Babies in crèches twice as likely to get ill as those in home based care
BABIES in crèches are twice as likely to get ill as those in home based care.
Infants in creches were 2.5 times more likely to have had a chest infection and twice as likely to have had an ear infection, a major new study has shown.
There was not much difference in health risks between babies cared for at home by their parents or in the homes of relatives or childminders.
The Growing Up in Ireland survey studied the families of 11,000 nine-month-old babies.

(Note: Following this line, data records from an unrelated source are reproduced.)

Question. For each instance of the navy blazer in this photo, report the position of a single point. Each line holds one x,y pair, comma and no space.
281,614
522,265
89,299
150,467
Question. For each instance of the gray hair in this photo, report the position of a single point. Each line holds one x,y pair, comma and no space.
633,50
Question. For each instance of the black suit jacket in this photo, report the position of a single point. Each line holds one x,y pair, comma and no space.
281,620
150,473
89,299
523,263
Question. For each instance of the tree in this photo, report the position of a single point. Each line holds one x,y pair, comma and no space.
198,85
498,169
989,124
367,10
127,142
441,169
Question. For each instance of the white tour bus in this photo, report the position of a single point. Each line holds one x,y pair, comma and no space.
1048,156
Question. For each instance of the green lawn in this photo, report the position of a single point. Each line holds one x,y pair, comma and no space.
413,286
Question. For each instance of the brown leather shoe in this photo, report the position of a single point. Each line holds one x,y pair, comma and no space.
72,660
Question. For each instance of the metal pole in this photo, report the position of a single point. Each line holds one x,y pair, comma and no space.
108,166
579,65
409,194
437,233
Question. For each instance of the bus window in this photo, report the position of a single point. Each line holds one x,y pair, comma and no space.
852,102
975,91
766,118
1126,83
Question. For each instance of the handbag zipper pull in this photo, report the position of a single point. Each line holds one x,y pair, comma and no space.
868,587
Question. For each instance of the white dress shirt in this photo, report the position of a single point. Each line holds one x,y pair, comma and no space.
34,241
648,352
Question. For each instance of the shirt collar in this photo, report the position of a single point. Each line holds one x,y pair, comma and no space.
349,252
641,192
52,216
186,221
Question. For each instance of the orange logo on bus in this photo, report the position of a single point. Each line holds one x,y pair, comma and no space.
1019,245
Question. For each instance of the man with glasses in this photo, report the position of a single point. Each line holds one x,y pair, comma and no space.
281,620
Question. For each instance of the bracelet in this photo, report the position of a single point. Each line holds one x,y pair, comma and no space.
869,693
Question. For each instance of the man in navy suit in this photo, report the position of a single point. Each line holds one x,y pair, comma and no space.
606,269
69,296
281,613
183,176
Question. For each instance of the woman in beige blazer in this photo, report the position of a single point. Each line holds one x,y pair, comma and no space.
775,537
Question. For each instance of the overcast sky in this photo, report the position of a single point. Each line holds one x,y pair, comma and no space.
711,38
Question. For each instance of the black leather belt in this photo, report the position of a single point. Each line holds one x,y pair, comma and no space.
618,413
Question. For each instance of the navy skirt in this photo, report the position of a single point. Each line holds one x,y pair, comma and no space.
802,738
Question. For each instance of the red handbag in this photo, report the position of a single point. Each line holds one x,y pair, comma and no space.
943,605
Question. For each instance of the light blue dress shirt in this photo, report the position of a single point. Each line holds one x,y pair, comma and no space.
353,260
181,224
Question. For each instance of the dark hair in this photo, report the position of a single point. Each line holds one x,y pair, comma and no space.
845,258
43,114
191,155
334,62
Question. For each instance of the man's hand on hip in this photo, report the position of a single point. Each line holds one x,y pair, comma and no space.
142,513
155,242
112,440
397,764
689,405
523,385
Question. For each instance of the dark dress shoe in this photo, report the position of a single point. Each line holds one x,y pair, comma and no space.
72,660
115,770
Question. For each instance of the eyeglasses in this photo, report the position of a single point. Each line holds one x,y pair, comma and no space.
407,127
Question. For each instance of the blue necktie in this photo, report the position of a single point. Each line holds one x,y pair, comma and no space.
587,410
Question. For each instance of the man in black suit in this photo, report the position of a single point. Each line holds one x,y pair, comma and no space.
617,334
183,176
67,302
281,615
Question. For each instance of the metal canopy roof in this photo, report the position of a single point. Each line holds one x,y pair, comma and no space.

It found that 40pc were in non-parental childcare by that age, with mothers on low incomes most likely to be back at work.
Some 42pc of these children were cared for by relatives, 31pc by childminders, and 27pc were in crèches.
Relatives were more often the childminders for low income families.
The study found that many people caring for babies did not have childcare qualifications.
Qualifications were higher among crèche workers but these were still relatively low.
However there were more books - an important indicator of the learning environment - in crèches than in home based care settings.
The study showed few mothers returned to work before six months.
Early returners tended to be self employed and young mothers.
Highly educated mothers were more likely to return to work than lower earners but only after maternity leave ended.
Childrens Minister Frances Fitzgerald said the report provides valuable information on childcare choices.
The study was carried out by Wconomic and Social Research Institute and Trinity College researchers.